ECLI:NL:GHAMS:2021:4249
Gerechtshof Amsterdam
- Hoger beroep
- Rechtspraak.nl
Hoger beroep inzake jeugddetentie en aanmerkelijke kans op zwaar lichamelijk letsel
In deze zaak heeft het gerechtshof Amsterdam op 4 november 2021 uitspraak gedaan in hoger beroep tegen een vonnis van de kinderrechter in de rechtbank Amsterdam, dat op 15 juni 2021 was gewezen. De zaak betreft een verdachte, geboren in 2006, die werd beschuldigd van het veroorzaken van een aanmerkelijke kans op zwaar lichamelijk letsel bij de aangever door hem bij de keel te grijpen. Het openbaar ministerie had hoger beroep ingesteld tegen het vonnis van de kinderrechter, waarbij de advocaat-generaal een voorwaardelijke jeugddetentie van vier maanden met een proeftijd van twee jaar had gevorderd.
Tijdens de zitting in hoger beroep op 21 oktober 2021 heeft het hof de verklaringen van de aangever en getuigen gehoord. Er was onduidelijkheid over de intensiteit en duur van de greep van de verdachte op de keel van de aangever. Het hof oordeelde dat de verklaringen van de aangever en de getuige tegenstrijdig waren en dat de tijdsindicaties van kinderen minder betrouwbaar zijn. Hierdoor kon het hof niet vaststellen of de greep van de verdachte daadwerkelijk de aanmerkelijke kans op zwaar lichamelijk letsel had kunnen veroorzaken.

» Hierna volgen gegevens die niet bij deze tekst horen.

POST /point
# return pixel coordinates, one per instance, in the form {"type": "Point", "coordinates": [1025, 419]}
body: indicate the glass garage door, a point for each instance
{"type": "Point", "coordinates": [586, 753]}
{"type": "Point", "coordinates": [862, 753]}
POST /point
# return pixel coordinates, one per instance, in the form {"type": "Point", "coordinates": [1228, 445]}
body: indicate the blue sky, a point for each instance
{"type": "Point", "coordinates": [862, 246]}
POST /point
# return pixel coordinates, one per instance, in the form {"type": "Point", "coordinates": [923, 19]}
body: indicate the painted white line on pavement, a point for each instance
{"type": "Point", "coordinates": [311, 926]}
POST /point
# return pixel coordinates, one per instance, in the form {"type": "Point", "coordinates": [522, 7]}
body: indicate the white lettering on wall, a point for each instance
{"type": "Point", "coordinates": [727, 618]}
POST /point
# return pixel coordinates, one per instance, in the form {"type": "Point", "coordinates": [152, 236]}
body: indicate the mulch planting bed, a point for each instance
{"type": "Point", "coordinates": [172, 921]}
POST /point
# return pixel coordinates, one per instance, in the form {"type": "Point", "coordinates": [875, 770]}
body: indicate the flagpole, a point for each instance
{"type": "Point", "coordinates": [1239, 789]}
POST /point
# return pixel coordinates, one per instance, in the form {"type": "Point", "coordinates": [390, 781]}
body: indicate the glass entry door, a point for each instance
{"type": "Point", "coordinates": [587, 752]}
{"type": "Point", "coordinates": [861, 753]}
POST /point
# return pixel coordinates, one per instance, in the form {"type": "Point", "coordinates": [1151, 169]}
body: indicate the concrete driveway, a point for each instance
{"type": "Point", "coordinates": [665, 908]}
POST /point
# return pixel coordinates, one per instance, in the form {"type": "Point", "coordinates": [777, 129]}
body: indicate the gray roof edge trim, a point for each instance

Het hof heeft het vonnis van de kinderrechter bevestigd, maar met de opmerking dat de gronden voor de bewezenverklaring zijn verbeterd en aangevuld. De enkele vaststelling van uitwendige bloeduitstortingen in de nek van de aangever was volgens het hof onvoldoende om de aanmerkelijke kans op zwaar lichamelijk letsel te onderbouwen. Het arrest is uitgesproken in de openbare terechtzitting van het gerechtshof, waarbij de rechters D. Radder, A.M. Kengen en S.C.C. Hes-Bakkeren aanwezig waren, en griffier W. Albers het proces verbaal heeft opgemaakt.